Maraş'a ikinci ziyaretini gerçekleştirecek olan Erdoğan, Milli Ağa ve Restorasyon Camii'nin açılışını gerçekleştirecek. 

Geçitkale'de SİHA merkezinin kurulacağını da belirten Erdoğan'ın Gazimağusa kenti yakınlarında Türk donanmasının kullanacağı yeni bir deniz yapısının inşasını ilan edeceği tahmini üzerinde duruluyor.

Cumhurbaşkanı Erdoğan, doğalgaz ve petrol arama çalışmaları kapsamında sismik gemiler geçen yıl Kıbrıs açıklarında bir dizi araştırma ve sismik araştırma gerçekleştirdi.
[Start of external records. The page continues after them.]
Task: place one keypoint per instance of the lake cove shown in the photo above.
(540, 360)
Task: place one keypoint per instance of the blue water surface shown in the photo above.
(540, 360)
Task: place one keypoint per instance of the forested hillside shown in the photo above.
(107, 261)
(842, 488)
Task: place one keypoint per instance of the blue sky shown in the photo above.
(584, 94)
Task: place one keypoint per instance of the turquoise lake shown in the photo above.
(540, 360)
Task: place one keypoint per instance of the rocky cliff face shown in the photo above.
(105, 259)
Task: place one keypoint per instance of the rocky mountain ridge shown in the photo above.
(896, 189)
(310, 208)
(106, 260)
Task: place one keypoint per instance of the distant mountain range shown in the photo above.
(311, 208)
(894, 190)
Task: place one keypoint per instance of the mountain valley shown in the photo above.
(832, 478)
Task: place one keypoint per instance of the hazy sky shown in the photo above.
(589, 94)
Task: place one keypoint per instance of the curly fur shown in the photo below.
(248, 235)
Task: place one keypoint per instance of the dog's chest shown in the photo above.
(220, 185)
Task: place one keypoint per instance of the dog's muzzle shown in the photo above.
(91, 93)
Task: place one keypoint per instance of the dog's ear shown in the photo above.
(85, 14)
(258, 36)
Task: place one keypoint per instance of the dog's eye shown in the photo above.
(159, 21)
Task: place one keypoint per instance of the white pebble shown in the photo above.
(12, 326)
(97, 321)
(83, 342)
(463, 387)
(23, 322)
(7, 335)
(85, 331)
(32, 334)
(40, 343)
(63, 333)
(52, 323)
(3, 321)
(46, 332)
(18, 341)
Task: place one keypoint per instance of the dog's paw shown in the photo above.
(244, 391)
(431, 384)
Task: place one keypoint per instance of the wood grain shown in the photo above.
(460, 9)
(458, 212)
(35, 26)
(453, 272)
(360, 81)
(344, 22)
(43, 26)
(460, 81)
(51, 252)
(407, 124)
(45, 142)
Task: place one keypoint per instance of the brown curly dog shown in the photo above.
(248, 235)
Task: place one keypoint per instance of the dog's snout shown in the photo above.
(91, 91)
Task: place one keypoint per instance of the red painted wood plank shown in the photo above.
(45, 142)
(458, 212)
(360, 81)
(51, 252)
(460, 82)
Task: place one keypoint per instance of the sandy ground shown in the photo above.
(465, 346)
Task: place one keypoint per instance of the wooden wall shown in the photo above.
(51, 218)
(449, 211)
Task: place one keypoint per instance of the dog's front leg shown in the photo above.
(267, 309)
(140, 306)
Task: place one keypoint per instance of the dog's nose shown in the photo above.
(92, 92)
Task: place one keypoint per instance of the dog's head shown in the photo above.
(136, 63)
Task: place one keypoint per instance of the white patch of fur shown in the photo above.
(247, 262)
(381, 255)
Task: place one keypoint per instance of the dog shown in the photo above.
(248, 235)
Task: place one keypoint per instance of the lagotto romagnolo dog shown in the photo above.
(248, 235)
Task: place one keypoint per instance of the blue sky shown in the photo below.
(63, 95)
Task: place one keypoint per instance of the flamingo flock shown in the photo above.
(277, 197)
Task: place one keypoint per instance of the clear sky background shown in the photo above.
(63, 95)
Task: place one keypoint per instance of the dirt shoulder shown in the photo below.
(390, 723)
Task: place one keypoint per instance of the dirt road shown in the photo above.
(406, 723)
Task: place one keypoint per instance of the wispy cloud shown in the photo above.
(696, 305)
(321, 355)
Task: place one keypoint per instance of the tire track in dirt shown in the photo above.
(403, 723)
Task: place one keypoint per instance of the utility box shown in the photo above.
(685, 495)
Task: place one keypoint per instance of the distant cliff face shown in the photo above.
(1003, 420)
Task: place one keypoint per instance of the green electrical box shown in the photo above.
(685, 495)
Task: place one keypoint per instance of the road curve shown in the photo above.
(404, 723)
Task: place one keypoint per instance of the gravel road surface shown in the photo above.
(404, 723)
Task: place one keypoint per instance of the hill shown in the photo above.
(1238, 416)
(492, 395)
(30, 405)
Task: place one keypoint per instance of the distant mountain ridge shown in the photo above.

Doğalgaz rezervi konusunda da Erdoğan'ın müjde vermesi de bekleniyor.

FRANSA'NIN TUTUMU

Kıbrıs Rum tarafının Fileleftheros gazetesinin geçtiğimiz günlerde yaptığı haberde, Fransa'nın Güney Kıbrıs Büyükelçisi Salina Grenet-Catalano'nun dün Kıbrıs Rum Meclis Başkanı Annita Dimitriu tarafından kabul edildiğini yazdı.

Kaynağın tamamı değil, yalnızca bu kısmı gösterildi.